Now, however, we begin to peer out from under our shells, come out from behind our rocks, and tread (carefully! carefully!) across the sands to dip our toes back into the waters of life. We emerge into a changed world, perhaps permanently so, but we are humans, and that means at our core we are adaptable. That is our survival trait. We adapt. And creativity begins to return.

I am ready to write again, my friends. There are three stranded astronauts who need me. They are desperate to find a way off that rock I’ve marooned them on, and without me, they cannot do it. I cannot in all good conscience just leave them there, so I need to write them a way out of their predicament. Well, some of them, anyway. No promises they’re all going to make it!

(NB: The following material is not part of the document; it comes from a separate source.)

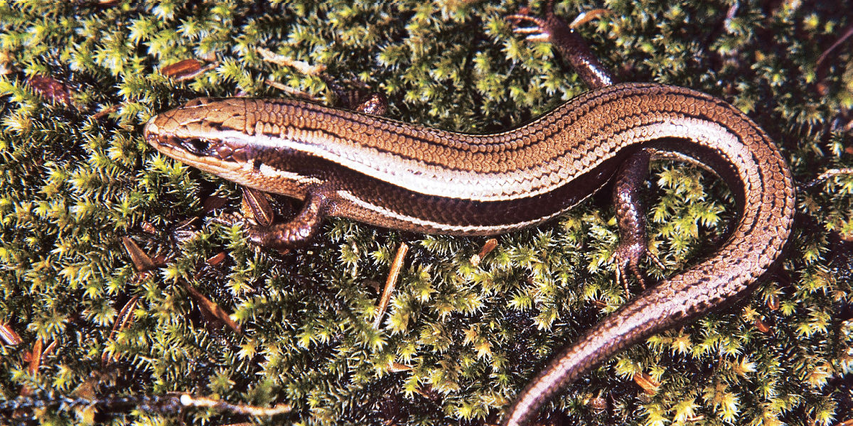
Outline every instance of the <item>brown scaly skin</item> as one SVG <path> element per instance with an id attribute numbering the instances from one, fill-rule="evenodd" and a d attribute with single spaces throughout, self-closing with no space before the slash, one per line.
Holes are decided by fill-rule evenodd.
<path id="1" fill-rule="evenodd" d="M 722 177 L 740 213 L 728 239 L 563 349 L 519 394 L 506 425 L 525 423 L 565 384 L 623 348 L 748 293 L 780 256 L 794 213 L 788 166 L 745 114 L 688 89 L 610 84 L 609 73 L 585 46 L 577 47 L 583 40 L 549 9 L 545 20 L 515 18 L 537 25 L 520 32 L 568 49 L 562 54 L 596 89 L 528 124 L 489 135 L 248 98 L 196 100 L 145 127 L 146 141 L 165 155 L 241 185 L 306 200 L 293 222 L 249 232 L 252 240 L 274 247 L 305 241 L 324 216 L 423 233 L 508 232 L 582 201 L 638 152 L 684 158 Z M 645 166 L 625 168 L 616 188 L 620 228 L 636 233 L 623 237 L 633 247 L 618 259 L 623 276 L 625 268 L 639 274 L 637 247 L 645 245 L 636 227 L 643 215 L 632 205 L 631 193 L 645 176 L 637 167 Z"/>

I am also ready to speak again. I am ready to try my voice at narration. Do you like audiobooks? Do you listen to podcasts? As I write and publish new episodes, I shall also record those episodes, beginning with those already appearing in these pages.

It will be experimental at first. I’ll be learning the ropes of producing podcast-style episodes. It may take a few iterations before it goes smoothly. But for those of you who enjoy listening to stories, and who also hopefully enjoy my stories, this will be for you.

And for me, of course. It’s going to be fun!

And it just may be a trigger to further spark some creativity and break me out of my funk.

It’s time to write. It’s time to read. It’s time to speak.